Apologies if you’ve been following my blog, as you will have noticed there has been no activity. The Mary Rose Model is a little daunting, and I decided, after fitting the first plank, to concentrate on another model I have been working on, ‘Bluenose’ by Amati. This wooden kit is a lot less complicated, but has the same type of double plank on bulkhead construction, and I thought the experience gained on this would be useful when switching back to the Mary Rose. I’ve enclosed a few photographs showing the progress of ‘Bluenose’, and I’m pleased to report that it’s almost finished. My wife is currently practicing making sails on scrap material, before attempting the real thing. As soon as this model is complete I will be switching back to the Mary Rose.

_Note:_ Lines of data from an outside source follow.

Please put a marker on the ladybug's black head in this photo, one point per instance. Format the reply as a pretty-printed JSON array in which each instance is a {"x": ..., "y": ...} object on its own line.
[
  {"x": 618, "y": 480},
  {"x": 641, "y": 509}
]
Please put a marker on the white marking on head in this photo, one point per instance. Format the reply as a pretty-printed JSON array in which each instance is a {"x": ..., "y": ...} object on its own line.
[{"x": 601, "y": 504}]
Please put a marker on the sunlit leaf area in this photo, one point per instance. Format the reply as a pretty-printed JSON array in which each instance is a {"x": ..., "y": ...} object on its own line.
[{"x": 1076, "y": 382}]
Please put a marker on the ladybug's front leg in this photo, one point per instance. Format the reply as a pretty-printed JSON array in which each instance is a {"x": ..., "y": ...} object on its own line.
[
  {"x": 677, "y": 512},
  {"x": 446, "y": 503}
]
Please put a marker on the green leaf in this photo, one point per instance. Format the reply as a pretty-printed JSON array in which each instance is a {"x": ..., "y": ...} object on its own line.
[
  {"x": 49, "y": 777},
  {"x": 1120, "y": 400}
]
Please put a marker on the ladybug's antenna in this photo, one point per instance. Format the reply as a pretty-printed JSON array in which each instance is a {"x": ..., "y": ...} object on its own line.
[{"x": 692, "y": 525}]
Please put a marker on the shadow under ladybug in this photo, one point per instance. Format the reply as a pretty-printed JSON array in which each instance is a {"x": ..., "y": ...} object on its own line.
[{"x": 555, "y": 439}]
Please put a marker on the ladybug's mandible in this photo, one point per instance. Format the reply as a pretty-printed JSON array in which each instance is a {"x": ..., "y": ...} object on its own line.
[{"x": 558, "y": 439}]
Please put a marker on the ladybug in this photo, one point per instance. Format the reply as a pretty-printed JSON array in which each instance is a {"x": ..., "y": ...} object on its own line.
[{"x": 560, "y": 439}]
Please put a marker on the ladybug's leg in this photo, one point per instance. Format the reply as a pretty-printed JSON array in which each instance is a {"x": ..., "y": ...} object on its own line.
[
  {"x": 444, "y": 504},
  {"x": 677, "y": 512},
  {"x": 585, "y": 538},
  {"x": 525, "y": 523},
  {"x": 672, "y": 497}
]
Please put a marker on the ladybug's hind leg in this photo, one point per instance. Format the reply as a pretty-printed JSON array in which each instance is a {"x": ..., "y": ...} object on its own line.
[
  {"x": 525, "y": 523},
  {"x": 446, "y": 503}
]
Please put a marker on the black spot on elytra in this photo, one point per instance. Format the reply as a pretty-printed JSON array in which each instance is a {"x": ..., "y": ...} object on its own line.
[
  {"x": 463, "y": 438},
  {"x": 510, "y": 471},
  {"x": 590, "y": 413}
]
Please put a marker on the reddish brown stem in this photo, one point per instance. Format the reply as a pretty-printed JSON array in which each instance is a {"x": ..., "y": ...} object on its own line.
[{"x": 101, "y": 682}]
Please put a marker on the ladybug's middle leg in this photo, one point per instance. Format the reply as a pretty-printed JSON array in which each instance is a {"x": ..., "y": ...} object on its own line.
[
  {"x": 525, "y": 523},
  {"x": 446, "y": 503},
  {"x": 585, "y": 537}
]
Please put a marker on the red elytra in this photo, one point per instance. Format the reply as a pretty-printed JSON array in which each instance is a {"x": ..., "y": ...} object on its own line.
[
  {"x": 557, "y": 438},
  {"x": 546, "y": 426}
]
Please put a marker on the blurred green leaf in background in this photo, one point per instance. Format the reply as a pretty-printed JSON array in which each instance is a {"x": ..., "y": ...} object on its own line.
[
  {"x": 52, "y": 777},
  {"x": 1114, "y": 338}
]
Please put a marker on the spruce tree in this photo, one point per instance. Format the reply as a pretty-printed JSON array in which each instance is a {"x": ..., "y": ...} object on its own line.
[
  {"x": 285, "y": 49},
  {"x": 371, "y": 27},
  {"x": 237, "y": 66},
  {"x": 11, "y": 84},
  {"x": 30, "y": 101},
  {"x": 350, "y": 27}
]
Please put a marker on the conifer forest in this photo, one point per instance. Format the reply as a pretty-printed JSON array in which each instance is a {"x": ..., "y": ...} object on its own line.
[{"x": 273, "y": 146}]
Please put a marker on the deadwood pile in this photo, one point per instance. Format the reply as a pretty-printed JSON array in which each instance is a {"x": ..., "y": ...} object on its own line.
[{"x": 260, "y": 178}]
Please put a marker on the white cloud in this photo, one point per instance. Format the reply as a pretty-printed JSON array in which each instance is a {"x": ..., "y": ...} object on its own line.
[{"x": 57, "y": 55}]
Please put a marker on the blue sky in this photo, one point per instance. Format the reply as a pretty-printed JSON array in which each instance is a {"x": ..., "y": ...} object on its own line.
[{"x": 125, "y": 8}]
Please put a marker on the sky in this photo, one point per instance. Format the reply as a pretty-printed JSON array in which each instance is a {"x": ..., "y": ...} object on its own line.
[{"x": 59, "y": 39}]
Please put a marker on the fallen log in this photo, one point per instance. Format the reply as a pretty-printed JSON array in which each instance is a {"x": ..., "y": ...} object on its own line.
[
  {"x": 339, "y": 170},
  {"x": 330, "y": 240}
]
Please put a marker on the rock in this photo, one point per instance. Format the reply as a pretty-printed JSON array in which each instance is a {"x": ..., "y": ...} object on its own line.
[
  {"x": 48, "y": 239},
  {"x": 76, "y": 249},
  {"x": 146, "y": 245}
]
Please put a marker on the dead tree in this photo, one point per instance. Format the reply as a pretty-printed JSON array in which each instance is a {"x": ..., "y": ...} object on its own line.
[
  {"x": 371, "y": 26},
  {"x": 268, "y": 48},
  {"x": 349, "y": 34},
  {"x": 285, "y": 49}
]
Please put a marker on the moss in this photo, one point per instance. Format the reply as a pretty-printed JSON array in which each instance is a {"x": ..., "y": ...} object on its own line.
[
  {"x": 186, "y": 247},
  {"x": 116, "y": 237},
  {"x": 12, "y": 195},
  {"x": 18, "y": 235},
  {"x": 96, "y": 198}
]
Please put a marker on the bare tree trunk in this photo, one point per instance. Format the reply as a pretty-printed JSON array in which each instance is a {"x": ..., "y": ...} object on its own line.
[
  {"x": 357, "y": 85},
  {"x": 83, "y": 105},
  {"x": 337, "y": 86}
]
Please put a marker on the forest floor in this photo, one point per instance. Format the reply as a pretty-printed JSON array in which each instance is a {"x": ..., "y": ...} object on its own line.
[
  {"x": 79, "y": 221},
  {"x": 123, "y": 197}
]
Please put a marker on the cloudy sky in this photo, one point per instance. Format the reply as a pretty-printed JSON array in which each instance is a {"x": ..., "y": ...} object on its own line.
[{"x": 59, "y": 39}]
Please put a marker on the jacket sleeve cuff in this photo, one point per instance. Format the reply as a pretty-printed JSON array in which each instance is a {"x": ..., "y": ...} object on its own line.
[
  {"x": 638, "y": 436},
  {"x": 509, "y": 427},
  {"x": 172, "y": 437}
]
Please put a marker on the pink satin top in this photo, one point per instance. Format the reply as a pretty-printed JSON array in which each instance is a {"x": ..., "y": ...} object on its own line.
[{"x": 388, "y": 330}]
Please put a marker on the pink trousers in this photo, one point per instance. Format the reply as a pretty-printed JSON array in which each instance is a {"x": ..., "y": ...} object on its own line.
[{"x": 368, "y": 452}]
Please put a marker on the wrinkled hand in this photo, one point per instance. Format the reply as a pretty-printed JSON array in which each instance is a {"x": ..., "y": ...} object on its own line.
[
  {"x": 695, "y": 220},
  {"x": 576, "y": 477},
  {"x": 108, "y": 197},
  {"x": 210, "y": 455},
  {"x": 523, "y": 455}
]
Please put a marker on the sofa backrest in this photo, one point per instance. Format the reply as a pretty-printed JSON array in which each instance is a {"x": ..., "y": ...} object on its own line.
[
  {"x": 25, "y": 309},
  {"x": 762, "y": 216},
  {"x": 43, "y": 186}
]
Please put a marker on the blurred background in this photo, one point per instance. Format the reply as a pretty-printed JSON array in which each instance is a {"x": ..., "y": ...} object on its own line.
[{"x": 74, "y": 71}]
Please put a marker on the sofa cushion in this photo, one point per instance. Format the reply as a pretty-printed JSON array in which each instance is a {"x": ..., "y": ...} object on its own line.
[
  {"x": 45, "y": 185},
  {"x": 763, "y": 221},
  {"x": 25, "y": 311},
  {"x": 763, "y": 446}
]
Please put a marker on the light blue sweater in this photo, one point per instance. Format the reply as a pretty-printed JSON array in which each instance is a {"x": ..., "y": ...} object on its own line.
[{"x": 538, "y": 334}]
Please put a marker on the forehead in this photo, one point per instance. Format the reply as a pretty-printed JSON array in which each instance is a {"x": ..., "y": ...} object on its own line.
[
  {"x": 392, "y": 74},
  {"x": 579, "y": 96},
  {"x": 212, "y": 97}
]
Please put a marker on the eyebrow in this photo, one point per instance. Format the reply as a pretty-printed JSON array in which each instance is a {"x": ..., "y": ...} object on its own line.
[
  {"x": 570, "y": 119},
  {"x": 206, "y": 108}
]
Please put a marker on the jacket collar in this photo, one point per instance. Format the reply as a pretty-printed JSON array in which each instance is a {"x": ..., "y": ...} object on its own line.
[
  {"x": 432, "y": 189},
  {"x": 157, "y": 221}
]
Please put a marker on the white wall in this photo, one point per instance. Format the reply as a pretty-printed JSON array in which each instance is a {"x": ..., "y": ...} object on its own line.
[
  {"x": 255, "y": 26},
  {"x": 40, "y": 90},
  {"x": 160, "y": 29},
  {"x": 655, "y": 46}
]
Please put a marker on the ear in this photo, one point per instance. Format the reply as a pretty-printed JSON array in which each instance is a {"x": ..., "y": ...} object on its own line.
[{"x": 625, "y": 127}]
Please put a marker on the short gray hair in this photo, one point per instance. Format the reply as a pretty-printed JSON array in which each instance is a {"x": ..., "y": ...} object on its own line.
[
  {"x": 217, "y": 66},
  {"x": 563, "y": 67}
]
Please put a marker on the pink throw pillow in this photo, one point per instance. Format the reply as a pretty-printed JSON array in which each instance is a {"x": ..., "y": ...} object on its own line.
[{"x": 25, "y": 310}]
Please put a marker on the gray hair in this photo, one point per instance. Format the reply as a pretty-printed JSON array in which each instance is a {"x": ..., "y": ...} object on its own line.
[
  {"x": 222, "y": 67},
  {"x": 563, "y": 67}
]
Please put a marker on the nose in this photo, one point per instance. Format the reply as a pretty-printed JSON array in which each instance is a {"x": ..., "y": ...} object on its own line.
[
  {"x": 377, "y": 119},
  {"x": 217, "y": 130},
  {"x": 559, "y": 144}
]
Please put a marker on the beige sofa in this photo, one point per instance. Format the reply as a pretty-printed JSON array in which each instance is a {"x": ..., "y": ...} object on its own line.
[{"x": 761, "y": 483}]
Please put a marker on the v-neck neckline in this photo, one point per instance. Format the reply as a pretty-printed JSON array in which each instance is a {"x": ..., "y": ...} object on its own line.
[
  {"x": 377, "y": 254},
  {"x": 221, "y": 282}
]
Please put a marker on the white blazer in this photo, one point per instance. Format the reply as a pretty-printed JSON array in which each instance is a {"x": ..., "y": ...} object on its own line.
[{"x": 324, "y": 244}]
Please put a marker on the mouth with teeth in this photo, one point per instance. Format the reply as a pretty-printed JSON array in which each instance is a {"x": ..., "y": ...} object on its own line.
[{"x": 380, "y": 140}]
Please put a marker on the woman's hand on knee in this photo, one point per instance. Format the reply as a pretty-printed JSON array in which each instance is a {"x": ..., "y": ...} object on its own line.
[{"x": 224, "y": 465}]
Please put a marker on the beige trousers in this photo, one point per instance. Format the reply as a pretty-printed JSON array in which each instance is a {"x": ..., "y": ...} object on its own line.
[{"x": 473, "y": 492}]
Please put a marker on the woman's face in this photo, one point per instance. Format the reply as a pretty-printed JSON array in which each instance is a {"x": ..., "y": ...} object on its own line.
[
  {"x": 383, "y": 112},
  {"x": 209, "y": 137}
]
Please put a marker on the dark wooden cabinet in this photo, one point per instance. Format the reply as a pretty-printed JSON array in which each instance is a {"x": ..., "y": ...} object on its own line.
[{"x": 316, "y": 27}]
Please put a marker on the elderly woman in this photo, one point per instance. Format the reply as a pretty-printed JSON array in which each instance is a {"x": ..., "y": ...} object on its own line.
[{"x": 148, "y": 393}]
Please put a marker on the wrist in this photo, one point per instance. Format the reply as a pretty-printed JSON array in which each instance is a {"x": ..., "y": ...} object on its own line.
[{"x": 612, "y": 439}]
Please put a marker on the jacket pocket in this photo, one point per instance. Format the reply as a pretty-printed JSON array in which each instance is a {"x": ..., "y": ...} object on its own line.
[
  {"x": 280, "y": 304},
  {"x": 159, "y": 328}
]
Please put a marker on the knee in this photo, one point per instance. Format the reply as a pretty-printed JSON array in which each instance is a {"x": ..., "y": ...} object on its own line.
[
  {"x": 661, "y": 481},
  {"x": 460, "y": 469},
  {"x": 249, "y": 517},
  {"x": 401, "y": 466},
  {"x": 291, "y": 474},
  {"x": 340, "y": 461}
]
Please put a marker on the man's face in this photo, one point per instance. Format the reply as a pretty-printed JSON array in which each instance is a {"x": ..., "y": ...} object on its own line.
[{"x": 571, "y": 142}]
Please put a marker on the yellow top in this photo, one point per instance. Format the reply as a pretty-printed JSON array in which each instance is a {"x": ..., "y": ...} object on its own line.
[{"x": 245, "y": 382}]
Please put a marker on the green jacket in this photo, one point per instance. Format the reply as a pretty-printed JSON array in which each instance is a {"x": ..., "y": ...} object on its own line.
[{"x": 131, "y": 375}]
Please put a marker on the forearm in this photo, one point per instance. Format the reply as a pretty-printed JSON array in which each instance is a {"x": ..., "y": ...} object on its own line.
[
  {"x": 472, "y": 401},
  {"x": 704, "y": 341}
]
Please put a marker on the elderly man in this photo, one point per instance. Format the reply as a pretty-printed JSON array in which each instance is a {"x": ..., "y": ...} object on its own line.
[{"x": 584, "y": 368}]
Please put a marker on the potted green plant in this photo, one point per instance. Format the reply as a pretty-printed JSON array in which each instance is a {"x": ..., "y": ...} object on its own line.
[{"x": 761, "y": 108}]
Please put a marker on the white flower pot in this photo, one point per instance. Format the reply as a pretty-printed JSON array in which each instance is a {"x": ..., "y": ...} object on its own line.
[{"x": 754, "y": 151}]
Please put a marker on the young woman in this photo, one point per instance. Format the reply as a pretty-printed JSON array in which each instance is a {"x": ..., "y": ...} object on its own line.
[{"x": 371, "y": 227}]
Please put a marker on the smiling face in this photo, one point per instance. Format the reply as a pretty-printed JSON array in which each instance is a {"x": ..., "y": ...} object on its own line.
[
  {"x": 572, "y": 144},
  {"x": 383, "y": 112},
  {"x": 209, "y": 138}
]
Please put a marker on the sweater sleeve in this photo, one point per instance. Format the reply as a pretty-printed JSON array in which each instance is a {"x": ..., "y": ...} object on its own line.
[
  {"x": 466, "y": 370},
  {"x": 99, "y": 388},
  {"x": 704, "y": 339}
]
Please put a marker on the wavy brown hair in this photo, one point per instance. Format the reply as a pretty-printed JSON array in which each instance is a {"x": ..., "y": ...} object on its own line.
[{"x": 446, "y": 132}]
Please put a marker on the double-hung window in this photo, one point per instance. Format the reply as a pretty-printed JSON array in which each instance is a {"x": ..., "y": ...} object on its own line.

I’ve started the planking at last. I was hesitant because I’ve been reading about how it should be done and some experts suggest first cutting a ‘rabbet line’ (a groove in the keel in which the plank ends are slotted into). To me, it was not quite clear exactly where all the plank ends would fall, so I decided not to cut one. Instead I will rely on cutting the ends of the planks very carefully, to fit snugly against the keel. This model requires the hull to be planked twice, first in lime, then in walnut, so the really neat planking will need to be the finished walnut. The lime planking really only needs to be well glued in place and to follow the correct contours.
This photograph shows the first lime plank. The next will be corresponding plank on the other side, and this is the procedure I will adopt. The kit instructions suggest using white glue to fit the lime planking, then super-glue to fit the walnut. I’ve fitted this first plank with a combination super-glue and white glue because I preferred glue it in place in stages, holding in place by hand, using super-glue, then reinforcing this with small wood fillets behind, glued with white glue. The end result seems fine to me.
While I prepare for the daunting task of planking the hull, here is a copy of a painting of the only known drawing of the Mary Rose made at the time she was afloat. We now have a far better idea of what she looked like since the the remains of the wreck were raised from the sea bed in the Solent in 1982. A a large section of the wreck had remained preserved under silt since she sank in 1545. She was engaged in a battle with the French, watched by Henry VIII, when, possibly overloaded with men and guns, she attempted a turn. It is possible that she healed and this allowed water to pour in through lower gun ports that had been left open. Of the 500 on board, only about 30 survived.
The remaining section of the wreck is on display at the Mary Rose Museum, Portsmouth. For thirty years the remains were sprayed with a wax and water mix to impregnate the wood with wax, preventing it falling apart. Now it is drying out.
The model will have two layers of planking. The first in lime, then finished in walnut. The planking at the bow of the Mary Rose requires some quite severe plank bending. This is my first attempt at bending a lime plank with my new plank bending tool – looks like a modified soldering iron.
Before fitting the upper decks I corrected a slight warp in the area of the transom by gluing wood blocks to hold it square (see photograph). The decks were then fitted temporarily (as suggested by the kit instructions. I used very small screws.